Laws that affect the quality of medical services and reimbursement procedures are important to Healing Hands Hospital. Improved medical services – that are included as part of preventive care for managed care plans – would affect the organizational image of the hospital. For instance, many patients who visit Healing Hands Hospital would attract more referrals for advanced medical services (Khullar, et al. 2016). A law that outlines new medical procedures in a managed care plan would oblige Healing Hands Hospital to oblige with new regulations. For instance, storage and access to personal details of patients would require an enhanced administrative practice in record keeping. Affordable Care Act would also affect the hospitals budget when new medical services are included in a managed care plan.

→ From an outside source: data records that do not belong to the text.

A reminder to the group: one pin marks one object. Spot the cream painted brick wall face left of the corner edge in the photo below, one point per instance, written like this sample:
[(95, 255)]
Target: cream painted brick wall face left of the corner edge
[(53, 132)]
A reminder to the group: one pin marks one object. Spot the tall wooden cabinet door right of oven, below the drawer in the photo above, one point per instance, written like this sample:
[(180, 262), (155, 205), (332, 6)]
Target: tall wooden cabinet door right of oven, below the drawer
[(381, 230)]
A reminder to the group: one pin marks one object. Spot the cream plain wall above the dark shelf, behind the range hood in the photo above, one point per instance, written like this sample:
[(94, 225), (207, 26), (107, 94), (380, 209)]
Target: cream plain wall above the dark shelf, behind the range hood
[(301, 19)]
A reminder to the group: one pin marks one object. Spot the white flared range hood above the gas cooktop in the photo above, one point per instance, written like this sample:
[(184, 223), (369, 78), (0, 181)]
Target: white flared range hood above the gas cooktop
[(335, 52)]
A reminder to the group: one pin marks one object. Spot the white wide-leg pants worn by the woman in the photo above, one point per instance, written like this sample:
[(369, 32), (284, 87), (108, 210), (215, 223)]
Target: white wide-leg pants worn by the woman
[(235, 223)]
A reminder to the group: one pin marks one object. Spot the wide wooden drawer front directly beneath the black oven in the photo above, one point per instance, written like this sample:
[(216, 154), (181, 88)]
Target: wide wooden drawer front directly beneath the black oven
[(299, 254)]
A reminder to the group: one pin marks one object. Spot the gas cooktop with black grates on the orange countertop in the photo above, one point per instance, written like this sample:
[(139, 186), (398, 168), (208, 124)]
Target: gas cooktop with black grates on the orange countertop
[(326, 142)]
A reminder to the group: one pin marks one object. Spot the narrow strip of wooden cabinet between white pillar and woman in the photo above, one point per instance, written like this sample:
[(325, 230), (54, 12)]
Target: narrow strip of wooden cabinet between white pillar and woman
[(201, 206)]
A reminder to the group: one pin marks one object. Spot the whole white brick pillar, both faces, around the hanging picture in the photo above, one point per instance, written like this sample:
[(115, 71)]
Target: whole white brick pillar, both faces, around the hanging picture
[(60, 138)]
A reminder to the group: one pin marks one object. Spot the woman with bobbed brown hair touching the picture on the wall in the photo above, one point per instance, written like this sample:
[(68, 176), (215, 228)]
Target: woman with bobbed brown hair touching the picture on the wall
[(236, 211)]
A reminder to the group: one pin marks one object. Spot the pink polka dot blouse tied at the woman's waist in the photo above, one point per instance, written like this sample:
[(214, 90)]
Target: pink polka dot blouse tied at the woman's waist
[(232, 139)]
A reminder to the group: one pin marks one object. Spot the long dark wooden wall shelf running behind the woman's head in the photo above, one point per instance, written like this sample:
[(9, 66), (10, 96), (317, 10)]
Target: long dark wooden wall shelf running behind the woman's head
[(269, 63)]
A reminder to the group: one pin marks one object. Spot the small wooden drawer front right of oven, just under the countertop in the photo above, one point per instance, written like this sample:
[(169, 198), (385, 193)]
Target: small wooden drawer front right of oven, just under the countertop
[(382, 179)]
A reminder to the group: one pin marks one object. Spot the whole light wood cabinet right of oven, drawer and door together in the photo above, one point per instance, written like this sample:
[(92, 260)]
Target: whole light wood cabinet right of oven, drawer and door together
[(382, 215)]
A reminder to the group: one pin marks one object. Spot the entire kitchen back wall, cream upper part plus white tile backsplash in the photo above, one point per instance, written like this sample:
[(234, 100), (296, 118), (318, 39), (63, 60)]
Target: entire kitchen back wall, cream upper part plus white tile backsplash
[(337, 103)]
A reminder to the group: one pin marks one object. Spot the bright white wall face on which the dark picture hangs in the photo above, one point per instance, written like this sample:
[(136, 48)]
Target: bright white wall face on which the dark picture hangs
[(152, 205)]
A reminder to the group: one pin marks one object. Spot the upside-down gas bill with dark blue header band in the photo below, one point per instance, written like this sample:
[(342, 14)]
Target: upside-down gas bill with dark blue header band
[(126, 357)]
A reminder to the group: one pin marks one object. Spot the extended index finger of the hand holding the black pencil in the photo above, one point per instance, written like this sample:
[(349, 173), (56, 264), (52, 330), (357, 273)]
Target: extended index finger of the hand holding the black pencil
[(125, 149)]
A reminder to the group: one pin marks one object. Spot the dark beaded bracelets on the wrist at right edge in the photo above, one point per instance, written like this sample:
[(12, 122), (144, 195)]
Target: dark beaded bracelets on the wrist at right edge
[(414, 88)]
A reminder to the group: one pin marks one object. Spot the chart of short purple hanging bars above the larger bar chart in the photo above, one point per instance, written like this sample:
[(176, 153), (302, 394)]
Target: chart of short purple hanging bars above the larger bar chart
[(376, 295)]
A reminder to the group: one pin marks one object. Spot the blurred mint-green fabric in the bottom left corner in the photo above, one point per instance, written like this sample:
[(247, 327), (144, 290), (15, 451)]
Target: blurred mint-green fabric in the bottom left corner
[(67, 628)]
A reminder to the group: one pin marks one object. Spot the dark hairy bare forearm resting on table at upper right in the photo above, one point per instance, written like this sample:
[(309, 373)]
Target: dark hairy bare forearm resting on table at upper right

Managed care plans should consider several factors that relate to an individual directly. Preventive care and access to antibiotics is a strategic plan that reduces the entire cost of medical services. The U.S. government ensures that approved managed care plans improve the level of healthcare services. Managed care plans have enabled Americans to access preventive care from public health institutions. Most managed care plans in the U.S. meet the basic objective of promoting business to hospitals and providing quality medical care to the public. The cost of accessing healthcare services is subsidized to levels the suit the American economy. Health insurance providers are also encouraged to come up with managed care plans that suit the economy in terms of affordability.
References
Khullar, D., Rao, S. K., Chaguturu, S. K., & Rajkumar, R. (2016). The evolving role of subspecialties in population health management and new healthcare delivery models. Am J Manag Care, 22(6), e192-e195.
Durbin, A., Durbin, J., Hensel, J. M., & Deber, R. (2016). Barriers and enablers to integrating mental health into primary care: a policy analysis. The journal of behavioral health services & research, 43(1), 127-139.